Here’s another interview about VSU, this time with Rick Kuhn who is an academic working at the Australian National University.

It was reported in the Green Left Weekly that, "...ANU academic Rick Kuhn and Resistance activist Leigh Hughes were enthusiastically received by the crowd when they condemned the VSU legislation as a political attack on the basic right of students to organise a fight-back against regressive Coalition policies."

Could you elaborate on your views in this regard?


Student unions, SRCs and Students Associations, exist to represent the collective interests of students. They mean that students democratically decide how to respond together to government policies of different kinds, actions by university administrations as well as a range of political and social issues.

Over the past 40 to 50 years they have tended to be critical of the Coalition (although there have been periods at some campuses when the right has dominated student unions). That is why the Howard government has introduced VSU. It wants to silence critical voices.

The idea of "voluntary student unionism" is like that of "voluntary taxation". Student unions provide services, especially that of democratically representing students to government, uni[versity] administrations and the wider society, from which all students benefit. Governments also provide services for the whole community. Making student union membership and fees voluntary is as much of a nonsense as making membership of the Australian political system and the payment of taxes voluntary.

7 Comments:

At August 06, 2006 12:38 pm, Blogger skepticlawyer said...

This guy trusts government WAY too much. Why is it, if a service is delivered by private enterprise, it is malign? And why, when delivered by government, does it mysteriously become benign?

 
At August 07, 2006 12:29 am, Blogger Rafe said...

"Democracy" on campus is dominated by interest groups that generally do not serve the interests of the majority of students.

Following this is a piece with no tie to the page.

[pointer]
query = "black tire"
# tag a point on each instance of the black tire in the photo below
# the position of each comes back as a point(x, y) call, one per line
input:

The analogy with taxes does not hold up. Taxes can be justified for things like defence and some forms of public infrastucture that cannot easily be provided otherwise. The things that student stirrers want to have funded by compulsory fees do not fit into that category.

 
At August 07, 2006 7:21 pm, Anonymous Anonymous said...

"Making student union membership and fees voluntary is as much of a nonsense as making membership of the Australian political system and the payment of taxes voluntary."

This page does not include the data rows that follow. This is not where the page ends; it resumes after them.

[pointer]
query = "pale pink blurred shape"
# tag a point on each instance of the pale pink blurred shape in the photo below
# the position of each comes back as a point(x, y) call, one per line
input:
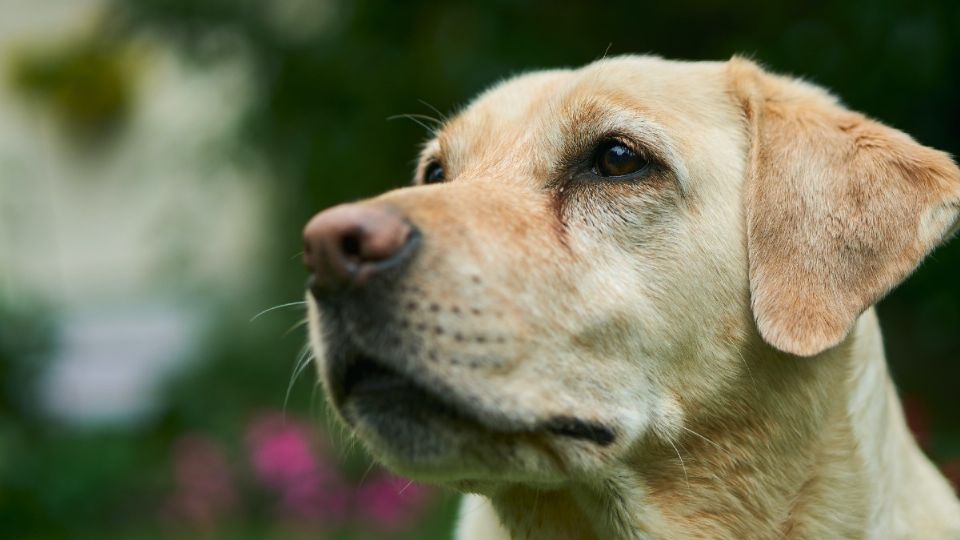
point(205, 490)
point(287, 459)
point(391, 504)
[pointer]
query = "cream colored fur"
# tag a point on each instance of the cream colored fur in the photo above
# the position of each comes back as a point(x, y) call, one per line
point(714, 314)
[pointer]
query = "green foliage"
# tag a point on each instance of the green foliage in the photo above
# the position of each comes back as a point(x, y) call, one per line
point(328, 75)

What rubbish. It is like making membership of the Liberal or Labor party voluntary, which it is and always has been.

 
At August 07, 2006 8:09 pm, Anonymous Anonymous said...

The tax analogy used by Rick Kuhn (and also by Jenny Macklin) has already been demolished by Rafe and Sam, but for the record here's yet another way from Andrew Norton's VSU paper:

"These analogies are very awkward. The non-academic fee is not levied by a government authorised to tax; students cannot go to jail for refusing to pay. How much students pay for an amenities fee depends on what university they attend, and whether they are enrolled full or part-time. It is not a percentage of income or assets, the usual way of calculating taxes and rates. By paying a non-academic fee students become directly entitled to a package of services, while taxes and government services operate independently of each other. Student associations are more like political parties or interest groups than agencies of the state. The non-academic fee needs no analogy. It is exactly what its name suggests, a market fee."

 
At August 07, 2006 10:22 pm, Anonymous Anonymous said...

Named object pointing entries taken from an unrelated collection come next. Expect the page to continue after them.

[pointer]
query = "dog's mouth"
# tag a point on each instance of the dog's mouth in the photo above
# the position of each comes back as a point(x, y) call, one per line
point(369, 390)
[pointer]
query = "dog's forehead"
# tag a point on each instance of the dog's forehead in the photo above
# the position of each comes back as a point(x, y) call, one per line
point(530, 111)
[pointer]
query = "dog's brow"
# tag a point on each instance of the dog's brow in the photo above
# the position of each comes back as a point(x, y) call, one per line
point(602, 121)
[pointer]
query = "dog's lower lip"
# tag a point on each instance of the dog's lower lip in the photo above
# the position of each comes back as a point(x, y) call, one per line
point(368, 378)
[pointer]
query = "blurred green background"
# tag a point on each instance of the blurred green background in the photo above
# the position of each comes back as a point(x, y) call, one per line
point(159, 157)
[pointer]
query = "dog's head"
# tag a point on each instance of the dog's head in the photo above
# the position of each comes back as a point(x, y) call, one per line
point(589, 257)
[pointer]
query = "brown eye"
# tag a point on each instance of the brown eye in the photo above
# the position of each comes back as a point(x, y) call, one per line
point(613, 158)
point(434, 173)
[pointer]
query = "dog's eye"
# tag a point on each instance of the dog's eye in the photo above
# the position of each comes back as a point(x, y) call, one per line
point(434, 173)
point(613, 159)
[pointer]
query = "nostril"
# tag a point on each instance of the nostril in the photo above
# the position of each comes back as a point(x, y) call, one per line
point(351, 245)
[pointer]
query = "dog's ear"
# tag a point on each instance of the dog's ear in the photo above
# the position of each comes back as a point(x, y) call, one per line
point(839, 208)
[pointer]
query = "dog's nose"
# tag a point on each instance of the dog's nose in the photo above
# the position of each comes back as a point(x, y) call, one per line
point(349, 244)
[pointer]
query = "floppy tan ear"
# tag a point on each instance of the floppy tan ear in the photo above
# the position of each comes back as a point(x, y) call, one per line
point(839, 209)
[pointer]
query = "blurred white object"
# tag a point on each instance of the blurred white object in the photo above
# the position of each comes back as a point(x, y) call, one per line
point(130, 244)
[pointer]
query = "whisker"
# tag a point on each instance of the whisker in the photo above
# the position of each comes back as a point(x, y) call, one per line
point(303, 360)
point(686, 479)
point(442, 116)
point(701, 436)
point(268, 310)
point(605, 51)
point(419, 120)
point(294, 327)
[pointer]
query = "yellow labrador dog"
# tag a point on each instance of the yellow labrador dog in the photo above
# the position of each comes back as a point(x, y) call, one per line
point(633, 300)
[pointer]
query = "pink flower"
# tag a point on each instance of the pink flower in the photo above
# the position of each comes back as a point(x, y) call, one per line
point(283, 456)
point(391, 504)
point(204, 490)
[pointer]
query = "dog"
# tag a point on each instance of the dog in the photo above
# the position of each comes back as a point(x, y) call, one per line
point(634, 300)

Agree with you guys (pinching myslef as i type) but I think Kuhn was fairly spot on regarding the Howard governments motivations though - at least at the top echelon.

 
At August 08, 2006 8:56 pm, Anonymous Anonymous said...

Explain how not forcing students to pay money to the guilds will "silence" anyone.

It doesn't cost anything to speak out. Compulsory unionism was always just a great excuse to steal money from students to provide the in-crowd with cheap beer and pizza, and funnel money to their pet political causes.

The fact that the left still believes that struggling students should be forced to fund the upper-middle class private school socialists that dominate student politics just goes to show where their real priorities lie.

 
At August 09, 2006 11:45 pm, Anonymous Anonymous said...

Hey, I'm not defending student politics (despite the gross caricature that you made of it.) I'm just saying Howard saw a chance to snuff out another traditional avenue of dissent.

Under the dominant paradigm of political advocacy it does take money to speak out effectively. I think JWH and co were focused on shortcircuiting this, while satisfying more than a few old scores in the process. I don't terribly mind the outcome and I reckon these chickens may come back to roost (see WA.)